Boolean columns
Generally speaking, Narwhals operations preserve null values.
For example, if you do nw.col('a')*2
, then:
- Values which were non-null get multiplied by 2.
- Null values stay null.
import narwhals as nw
from narwhals.typing import IntoFrameT
data = {"a": [1.4, None, 4.2]}
def multiplication(df: IntoFrameT) -> IntoFrameT:
return nw.from_native(df).with_columns((nw.col("a") * 2).alias("a*2")).to_native()
import pandas as pd
df = pd.DataFrame(data)
print(multiplication(df))
a a*2
0 1.4 2.8
1 NaN NaN
2 4.2 8.4
import polars as pl
df = pl.DataFrame(data)
print(multiplication(df))
shape: (3, 2)
┌──────┬──────┐
│ a ┆ a*2 │
│ --- ┆ --- │
│ f64 ┆ f64 │
╞══════╪══════╡
│ 1.4 ┆ 2.8 │
│ null ┆ null │
│ 4.2 ┆ 8.4 │
└──────┴──────┘
import pyarrow as pa
table = pa.table(data)
print(multiplication(table))
pyarrow.Table
a: double
a*2: double
----
a: [[1.4,null,4.2]]
a*2: [[2.8,null,8.4]]
What do we do, however, when the result column is boolean? For
example, nw.col('a') > 0
?
Unfortunately, this is backend-dependent:
- for all backends except pandas, null values are preserved
- for pandas, this depends on the dtype backend:
- for PyArrow dtypes and pandas nullable dtypes, null values are preserved
- for the classic NumPy dtypes, null values are typically filled in with
False
.
pandas is generally moving towards nullable dtypes, and they may become the default in the future, so we hope that the classical NumPy dtypes not supporting null values will just be a temporary legacy pandas issue which will eventually go away anyway.

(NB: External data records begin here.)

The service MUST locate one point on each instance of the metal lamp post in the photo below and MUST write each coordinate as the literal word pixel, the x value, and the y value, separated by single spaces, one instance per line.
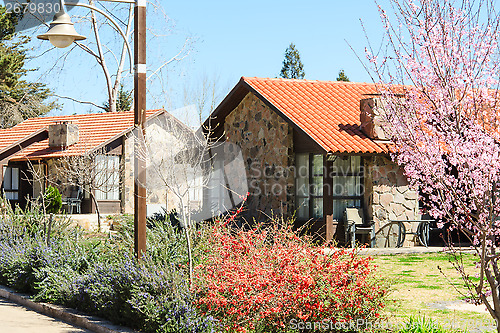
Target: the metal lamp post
pixel 62 34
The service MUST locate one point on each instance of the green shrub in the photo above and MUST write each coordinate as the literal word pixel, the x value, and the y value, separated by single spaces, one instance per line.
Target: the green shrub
pixel 53 200
pixel 417 324
pixel 100 276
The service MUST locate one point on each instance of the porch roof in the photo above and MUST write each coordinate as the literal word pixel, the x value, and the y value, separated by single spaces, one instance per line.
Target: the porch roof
pixel 94 130
pixel 327 111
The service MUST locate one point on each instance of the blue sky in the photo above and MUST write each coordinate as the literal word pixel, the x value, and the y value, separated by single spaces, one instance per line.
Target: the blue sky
pixel 232 39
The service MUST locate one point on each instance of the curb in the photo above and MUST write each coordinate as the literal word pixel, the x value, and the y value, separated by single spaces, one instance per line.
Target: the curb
pixel 67 315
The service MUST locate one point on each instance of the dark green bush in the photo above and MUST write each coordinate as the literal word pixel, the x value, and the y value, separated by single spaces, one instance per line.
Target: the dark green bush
pixel 100 276
pixel 53 200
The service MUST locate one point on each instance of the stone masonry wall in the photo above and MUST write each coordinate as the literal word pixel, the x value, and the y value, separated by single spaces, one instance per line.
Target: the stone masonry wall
pixel 266 143
pixel 389 197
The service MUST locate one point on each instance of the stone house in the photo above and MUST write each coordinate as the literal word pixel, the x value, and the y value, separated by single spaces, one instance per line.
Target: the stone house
pixel 308 154
pixel 37 145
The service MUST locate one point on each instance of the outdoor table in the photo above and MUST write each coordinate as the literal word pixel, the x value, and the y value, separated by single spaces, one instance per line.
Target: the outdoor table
pixel 422 231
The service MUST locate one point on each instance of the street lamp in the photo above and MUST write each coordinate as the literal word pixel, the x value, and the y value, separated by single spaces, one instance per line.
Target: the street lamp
pixel 62 34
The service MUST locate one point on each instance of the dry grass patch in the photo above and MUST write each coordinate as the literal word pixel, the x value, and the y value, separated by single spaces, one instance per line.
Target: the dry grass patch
pixel 419 288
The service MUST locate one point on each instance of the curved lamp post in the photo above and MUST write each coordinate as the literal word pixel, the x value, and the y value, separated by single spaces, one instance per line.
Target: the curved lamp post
pixel 62 34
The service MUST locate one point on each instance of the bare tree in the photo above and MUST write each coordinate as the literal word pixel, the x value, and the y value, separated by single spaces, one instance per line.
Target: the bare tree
pixel 205 94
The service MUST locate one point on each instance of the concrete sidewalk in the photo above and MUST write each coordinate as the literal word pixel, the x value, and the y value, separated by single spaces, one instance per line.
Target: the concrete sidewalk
pixel 16 318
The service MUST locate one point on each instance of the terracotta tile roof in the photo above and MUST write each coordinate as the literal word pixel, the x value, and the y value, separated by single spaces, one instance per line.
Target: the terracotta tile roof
pixel 94 130
pixel 328 111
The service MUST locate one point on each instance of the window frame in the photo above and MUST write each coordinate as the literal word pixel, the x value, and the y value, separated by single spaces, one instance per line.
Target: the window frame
pixel 109 175
pixel 10 189
pixel 310 177
pixel 360 174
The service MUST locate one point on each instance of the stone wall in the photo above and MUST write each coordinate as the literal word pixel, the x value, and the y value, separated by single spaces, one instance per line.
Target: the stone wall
pixel 266 142
pixel 389 197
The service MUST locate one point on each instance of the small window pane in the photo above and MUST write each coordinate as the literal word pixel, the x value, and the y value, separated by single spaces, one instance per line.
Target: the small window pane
pixel 303 208
pixel 303 187
pixel 317 186
pixel 7 178
pixel 12 195
pixel 317 207
pixel 317 165
pixel 302 165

from narwhals.typing import FrameT
def comparison(df: FrameT) -> FrameT:
return nw.from_native(df).with_columns((nw.col("a") > 2).alias("a>2")).to_native()
import pandas as pd
df = pd.DataFrame(data)
print(comparison(df))
a a>2
0 1.4 False
1 NaN False
2 4.2 True
import polars as pl
df = pl.DataFrame(data)
print(comparison(df))
shape: (3, 2)
┌──────┬───────┐
│ a ┆ a>2 │
│ --- ┆ --- │
│ f64 ┆ bool │
╞══════╪═══════╡
│ 1.4 ┆ false │
│ null ┆ null │
│ 4.2 ┆ true │
└──────┴───────┘
import pyarrow as pa
table = pa.table(data)
print(comparison(table))
pyarrow.Table
a: double
a>2: bool
----
a: [[1.4,null,4.2]]
a>2: [[false,null,true]]